Faisal Basri Ingatkan Pemerintah soal Utang dari Surat Berharga
KANALSUMATERA.com - Pengamat ekonomi dari Institute for Development of Economics and Finance atau INDEF, Faisal Basri menilai, dalam hal pembiayaan dan pendanaan program-programnya, saat ini pemerintah terlihat semakin bergantung pada utang dari penerbitan surat berharga negara atau SBN.
Faisal menjelaskan, meningkatnya proporsi utang melalui SBN ini tentunya memiliki risiko. Karena, pola utangnya pun berbeda dengan utang bilateral atau multilateral, yang penyelesaian masalah pembayaran cicilan dan bunga utangnya masih bisa dikonsolidasikan melalui forum tertentu guna membahasnya.
"Karena, kalau kita sulit bayar utang SBN, kita akan dihukum pasar dengan cara surat utang itu dijual secara besar-besaran," kata Faisal di kawasan Menteng, Jakarta Pusat, Selasa 26 Maret 2019.
Faisal menjelaskan, target porsi penerbitan SBN rupiah yang digagas Dirjen Pengelolaan Pembiayaan dan Risiko (DJPPR) Kementerian Keuangan tahun ini, mencapai sebesar 83-86 persen. Sedangkan porsi penerbitan SBN valas, hanya 14-17 persen.
Oleh karenanya, lanjut Faisal, tugas DJPPR dan Kementerian Keuangan untuk mengelola utang, merupakan pekerjaan berat mengingat struktur utang pemerintah saat ini makin bervariasi. Sehingga, hal itu juga ikut menambah potensi risiko.
"Faktor yang mereka (DJPPR) kelola hampir semuanya bersifat eksogen. Tugas mereka ialah menerima dan mencari cara paling efektif untuk mengurangi turbulensi," ujarnya.

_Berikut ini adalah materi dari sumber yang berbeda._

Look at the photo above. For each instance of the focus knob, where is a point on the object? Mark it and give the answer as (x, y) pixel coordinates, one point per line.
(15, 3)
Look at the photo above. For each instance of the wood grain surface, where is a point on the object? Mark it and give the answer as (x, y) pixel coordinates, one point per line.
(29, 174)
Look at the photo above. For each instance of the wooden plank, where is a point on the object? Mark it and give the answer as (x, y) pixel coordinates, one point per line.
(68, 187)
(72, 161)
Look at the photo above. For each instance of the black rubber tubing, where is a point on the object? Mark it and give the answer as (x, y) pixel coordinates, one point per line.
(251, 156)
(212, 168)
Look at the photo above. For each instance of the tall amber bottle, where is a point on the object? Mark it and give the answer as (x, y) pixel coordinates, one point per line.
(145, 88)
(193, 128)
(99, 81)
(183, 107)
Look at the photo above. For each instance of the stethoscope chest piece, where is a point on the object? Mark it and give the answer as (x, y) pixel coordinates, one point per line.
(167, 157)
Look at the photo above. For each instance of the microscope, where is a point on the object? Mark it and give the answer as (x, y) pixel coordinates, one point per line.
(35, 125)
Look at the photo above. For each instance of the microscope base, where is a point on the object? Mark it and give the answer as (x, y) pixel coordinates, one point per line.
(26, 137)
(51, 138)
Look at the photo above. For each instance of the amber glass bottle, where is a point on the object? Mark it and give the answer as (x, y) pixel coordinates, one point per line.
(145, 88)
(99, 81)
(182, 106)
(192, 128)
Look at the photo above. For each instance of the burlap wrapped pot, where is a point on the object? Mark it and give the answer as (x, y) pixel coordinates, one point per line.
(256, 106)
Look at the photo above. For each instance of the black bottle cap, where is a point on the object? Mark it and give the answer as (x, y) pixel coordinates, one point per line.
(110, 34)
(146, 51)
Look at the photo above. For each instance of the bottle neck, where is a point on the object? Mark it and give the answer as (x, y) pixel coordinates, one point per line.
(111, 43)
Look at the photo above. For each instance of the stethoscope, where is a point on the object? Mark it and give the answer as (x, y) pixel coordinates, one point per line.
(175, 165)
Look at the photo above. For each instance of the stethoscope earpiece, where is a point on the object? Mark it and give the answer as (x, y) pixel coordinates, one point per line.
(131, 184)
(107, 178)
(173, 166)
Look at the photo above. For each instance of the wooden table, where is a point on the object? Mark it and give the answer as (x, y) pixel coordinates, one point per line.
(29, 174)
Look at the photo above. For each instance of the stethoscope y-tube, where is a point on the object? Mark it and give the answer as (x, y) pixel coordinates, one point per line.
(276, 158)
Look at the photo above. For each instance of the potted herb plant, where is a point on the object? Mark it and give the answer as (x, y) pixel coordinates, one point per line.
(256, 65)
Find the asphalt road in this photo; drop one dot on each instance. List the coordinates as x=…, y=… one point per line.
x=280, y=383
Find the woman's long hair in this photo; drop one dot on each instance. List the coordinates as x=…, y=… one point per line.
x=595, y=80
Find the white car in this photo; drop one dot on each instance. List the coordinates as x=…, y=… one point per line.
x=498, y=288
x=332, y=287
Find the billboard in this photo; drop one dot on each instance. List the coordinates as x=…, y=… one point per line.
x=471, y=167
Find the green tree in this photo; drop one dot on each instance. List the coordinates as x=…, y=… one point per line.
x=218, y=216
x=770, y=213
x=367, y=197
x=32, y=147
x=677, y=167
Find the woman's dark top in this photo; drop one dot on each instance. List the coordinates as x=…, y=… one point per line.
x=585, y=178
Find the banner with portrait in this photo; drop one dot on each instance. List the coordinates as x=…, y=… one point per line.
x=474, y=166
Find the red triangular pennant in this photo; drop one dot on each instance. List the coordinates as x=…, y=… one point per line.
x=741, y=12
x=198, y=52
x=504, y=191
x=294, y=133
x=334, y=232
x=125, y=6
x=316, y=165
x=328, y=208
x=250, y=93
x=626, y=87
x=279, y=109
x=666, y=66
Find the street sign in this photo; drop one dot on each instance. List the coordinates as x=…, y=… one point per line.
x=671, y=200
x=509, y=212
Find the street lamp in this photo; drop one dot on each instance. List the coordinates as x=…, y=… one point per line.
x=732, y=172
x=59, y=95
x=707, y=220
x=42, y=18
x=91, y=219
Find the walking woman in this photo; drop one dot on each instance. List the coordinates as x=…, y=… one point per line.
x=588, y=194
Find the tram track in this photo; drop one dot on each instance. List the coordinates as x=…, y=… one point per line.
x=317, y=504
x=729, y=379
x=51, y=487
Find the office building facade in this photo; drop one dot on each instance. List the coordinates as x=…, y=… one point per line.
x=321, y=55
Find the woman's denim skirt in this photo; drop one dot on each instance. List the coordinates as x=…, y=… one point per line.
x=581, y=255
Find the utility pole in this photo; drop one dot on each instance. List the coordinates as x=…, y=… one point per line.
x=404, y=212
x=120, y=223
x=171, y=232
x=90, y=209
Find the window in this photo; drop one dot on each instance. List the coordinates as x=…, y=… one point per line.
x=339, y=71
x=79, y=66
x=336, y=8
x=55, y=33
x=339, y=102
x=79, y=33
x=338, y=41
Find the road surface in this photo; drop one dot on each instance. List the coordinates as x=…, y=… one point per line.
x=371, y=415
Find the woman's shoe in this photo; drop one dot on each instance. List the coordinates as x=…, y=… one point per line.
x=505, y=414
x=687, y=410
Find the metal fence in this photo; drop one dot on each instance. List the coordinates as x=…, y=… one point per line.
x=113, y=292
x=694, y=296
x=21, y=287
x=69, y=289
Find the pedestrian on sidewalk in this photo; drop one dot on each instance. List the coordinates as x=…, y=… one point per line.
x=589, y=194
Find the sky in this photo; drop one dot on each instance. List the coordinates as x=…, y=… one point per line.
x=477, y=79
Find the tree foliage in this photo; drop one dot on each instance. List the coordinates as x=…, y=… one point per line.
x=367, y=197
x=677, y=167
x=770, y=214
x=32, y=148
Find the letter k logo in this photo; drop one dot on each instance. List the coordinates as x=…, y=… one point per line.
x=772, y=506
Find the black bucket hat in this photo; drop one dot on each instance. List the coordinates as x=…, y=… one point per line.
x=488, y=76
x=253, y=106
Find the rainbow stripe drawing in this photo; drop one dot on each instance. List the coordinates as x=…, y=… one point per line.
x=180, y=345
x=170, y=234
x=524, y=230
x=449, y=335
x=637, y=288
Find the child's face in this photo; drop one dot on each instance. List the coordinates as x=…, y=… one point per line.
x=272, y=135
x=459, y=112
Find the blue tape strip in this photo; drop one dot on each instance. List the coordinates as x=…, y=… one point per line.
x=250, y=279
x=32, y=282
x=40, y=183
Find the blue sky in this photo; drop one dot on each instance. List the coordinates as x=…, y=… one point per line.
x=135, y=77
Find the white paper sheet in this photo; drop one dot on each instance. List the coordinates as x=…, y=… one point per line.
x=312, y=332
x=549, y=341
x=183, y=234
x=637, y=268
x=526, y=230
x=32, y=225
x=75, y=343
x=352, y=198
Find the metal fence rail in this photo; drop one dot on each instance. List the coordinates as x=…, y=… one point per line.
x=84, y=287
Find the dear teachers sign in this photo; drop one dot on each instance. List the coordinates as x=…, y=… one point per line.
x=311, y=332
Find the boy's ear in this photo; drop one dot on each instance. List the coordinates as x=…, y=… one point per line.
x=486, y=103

Diketahui, porsi kepemilikan SBN rupiah saat ini sebagian besar dimiliki oleh para investor asing, yakni sebesar 38,55 persen per 22 Maret lalu. Dominasi kepemilikan asing pada SBN rupiah tersebut, dinilai sejumlah pihak dapat menjadi menjadi risiko yang cukup besar untuk ditanggulangi oleh pemerintah.
Padahal, porsi kepemilikan asing di SBN China dan India, tercatat hanya sekitar empat persen. Sementara itu, Thailand hanya 15,7 persen, Brasil 16 persen, Turki 18 persen, dan Malaysia 24,6 persen.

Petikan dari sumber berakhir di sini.